Japanese Baseball Star Shohei Ohtani Set To Play In MLB
What's So Special?
You might have heard of this product out of Japan, but have no idea what all the hype is about. Well for starters, Shohei Ohtani is just 23, but can grow to be one of the best two-way players of all time. Officially a pitcher, he's able to blast home runs like nobody's business.
At 6'4 and 213lbs, the right handed Ohtani averages a 96.2 mph fastball, and has the fastest recorded pitch by a Japanese pitcher at 102.5 mph. Not only that, but the current number 11 on the Nippon Ham Fighters in the NPB is outdoing his predecessor, Yu Darvish, in even more ways.
He's also reportedly hit several home runs of 500 feet and more. And the kicker, he's speedy as they come. Scouts have reported Ohtani's time from home plate to first base at an astonishing 3.8 seconds. That speed can work running all bases, and even in the outfield.
Only his command is an issue as his career BB/9 is 3.1. But he should improve dramatically as he enters his prime and begins to play stateside. Because of a posting agreement between the MLB and NPB, Ohtani will be playing the 2018 season in the MLB. That just leave one question...
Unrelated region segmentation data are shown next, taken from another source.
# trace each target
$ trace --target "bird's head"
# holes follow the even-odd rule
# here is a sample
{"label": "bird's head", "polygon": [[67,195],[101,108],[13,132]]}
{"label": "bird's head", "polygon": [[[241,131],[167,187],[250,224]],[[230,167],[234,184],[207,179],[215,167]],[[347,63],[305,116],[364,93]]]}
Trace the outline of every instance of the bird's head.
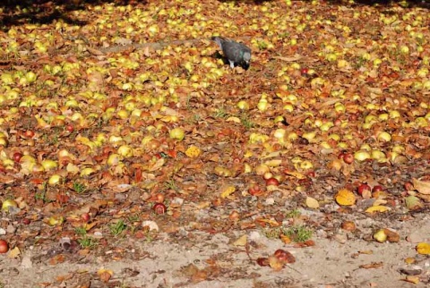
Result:
{"label": "bird's head", "polygon": [[245,52],[244,53],[244,62],[246,65],[249,65],[249,62],[251,61],[251,53]]}

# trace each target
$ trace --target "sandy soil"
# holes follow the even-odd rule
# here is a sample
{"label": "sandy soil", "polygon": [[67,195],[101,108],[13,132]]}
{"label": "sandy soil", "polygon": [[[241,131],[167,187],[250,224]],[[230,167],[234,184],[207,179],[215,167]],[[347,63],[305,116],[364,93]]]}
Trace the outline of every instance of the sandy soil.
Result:
{"label": "sandy soil", "polygon": [[[320,213],[309,215],[311,219],[322,216]],[[430,258],[417,255],[415,247],[417,242],[430,241],[430,216],[417,214],[406,220],[355,217],[357,232],[342,231],[340,220],[333,219],[333,228],[329,229],[332,233],[315,231],[316,245],[306,248],[268,239],[257,229],[216,234],[184,229],[161,233],[150,241],[123,239],[121,249],[98,256],[67,252],[58,244],[50,250],[33,247],[16,258],[1,255],[0,280],[4,288],[428,287]],[[381,226],[397,231],[400,241],[369,241],[372,231]],[[247,251],[245,246],[235,245],[244,234]],[[296,263],[278,272],[256,264],[257,258],[268,257],[280,248],[291,252]],[[415,258],[416,263],[406,264],[408,257]],[[373,268],[362,267],[372,263],[375,264]],[[100,281],[100,268],[113,272],[108,282]],[[421,271],[420,283],[405,282],[406,270],[409,274]]]}

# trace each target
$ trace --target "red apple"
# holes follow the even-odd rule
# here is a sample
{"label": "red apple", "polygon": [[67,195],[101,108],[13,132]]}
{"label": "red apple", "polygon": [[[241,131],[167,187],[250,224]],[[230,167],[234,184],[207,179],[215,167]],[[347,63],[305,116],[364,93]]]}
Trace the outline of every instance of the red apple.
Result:
{"label": "red apple", "polygon": [[368,192],[372,191],[372,188],[370,188],[370,186],[366,183],[362,183],[357,189],[357,192],[361,196],[363,196],[363,193],[365,193],[366,191],[368,191]]}
{"label": "red apple", "polygon": [[342,157],[342,159],[343,162],[345,162],[346,164],[351,164],[352,162],[354,162],[354,155],[352,155],[351,153],[345,153]]}
{"label": "red apple", "polygon": [[271,186],[271,185],[273,185],[273,186],[278,186],[280,185],[280,182],[278,181],[278,179],[276,178],[269,178],[266,180],[266,185],[267,186]]}

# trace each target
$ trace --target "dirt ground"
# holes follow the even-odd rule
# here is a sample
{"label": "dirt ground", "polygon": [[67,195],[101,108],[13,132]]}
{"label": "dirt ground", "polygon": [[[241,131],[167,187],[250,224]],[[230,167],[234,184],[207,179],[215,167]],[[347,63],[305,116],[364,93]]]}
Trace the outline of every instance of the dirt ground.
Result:
{"label": "dirt ground", "polygon": [[[301,212],[311,219],[322,216],[319,212]],[[357,233],[342,231],[340,220],[333,218],[332,234],[327,229],[315,231],[316,245],[306,248],[268,239],[259,230],[211,234],[185,229],[161,233],[150,241],[127,239],[128,245],[122,250],[98,257],[69,255],[62,263],[52,260],[62,253],[67,256],[58,247],[48,250],[34,247],[17,258],[2,255],[0,279],[4,288],[428,287],[430,258],[417,255],[415,247],[417,242],[430,240],[430,216],[417,214],[407,220],[354,217]],[[368,235],[378,226],[398,232],[400,241],[369,241]],[[235,244],[244,234],[247,251],[244,245]],[[296,262],[278,272],[256,264],[257,258],[268,257],[280,248],[291,252]],[[414,264],[405,263],[409,257],[415,258]],[[362,267],[372,264],[374,267]],[[108,282],[100,281],[100,268],[113,272]],[[402,280],[405,271],[419,270],[419,284]]]}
Ohtani is under 25 and hasn't played at least 6 years of professional baseball, so is considered an amateur international free agent. The Texas Rangers first emerged as contenders simply because they had the most remaining money in their international pool money, while the Red Sox it seemed would not be able to afford it. The Yankees have deep pockets too, and Ohtani would be a great addition to their team, but it doesn't seem like Ohtani's heading there.
In fact, the East Coast seems to be off the list as potential destinations. The two-way threat has decided on a West Coast team, as it's closer to Japan and they usually have more of a Japanese population. While it's still not decided for sure, Ohtani and his agent have met with these finalists: the Rangers, Mariners, Giants, Cubs, Angels, Padres, and Dodgers. As you can see, most teams are based in the West.
Out of the finalists, the aforementioned Rangers have the biggest pool with $3.535 million, followed by the Mariners with $2.557 million, and the Los Angeles Angels with $2.315 million. If you ask us, the Seattle Mariners would be a great fit. Their starting rotation has been in decline and Ohtani could give it a great boost, along with his slugging power. The Angels would be a decent destination as well, because he'd be the instant ace in their rotation. Chances are he won't be following in Darvish's footsteps once again and won't join the Rangers.
Stats and History
In his 403 games with the Nippon Ham Fighters, Ohtani batted .286/.358/.500, slamming 48 home runs in the process. He's hit 500-footers and even blasted the ball through roof of Tokyo Dome during an international match. Even with his massive frame, his speed is being compared to Billy Hamilton and Dee Gordon, two of the fastest players.
And that's just his offense. Ohtani is an even better pitcher. In 2016, as a starter, he went 10-4 with a 1.86 ERA. He won the Pacific League MVP that year. Overall, he's a stunning 42-15 with a 2.52 ERA in the NPB, striking out 624 in 543 innings in 85 appearances, 82 of which were starts.
Ohtani did have surgury on his ankle in October, so we'll have to see how it affects him going forward, but this two-way player is sure to make a splash in the MLB next season, no matter which team he ends up on. The AL West will become a lot more competitive, that's for sure.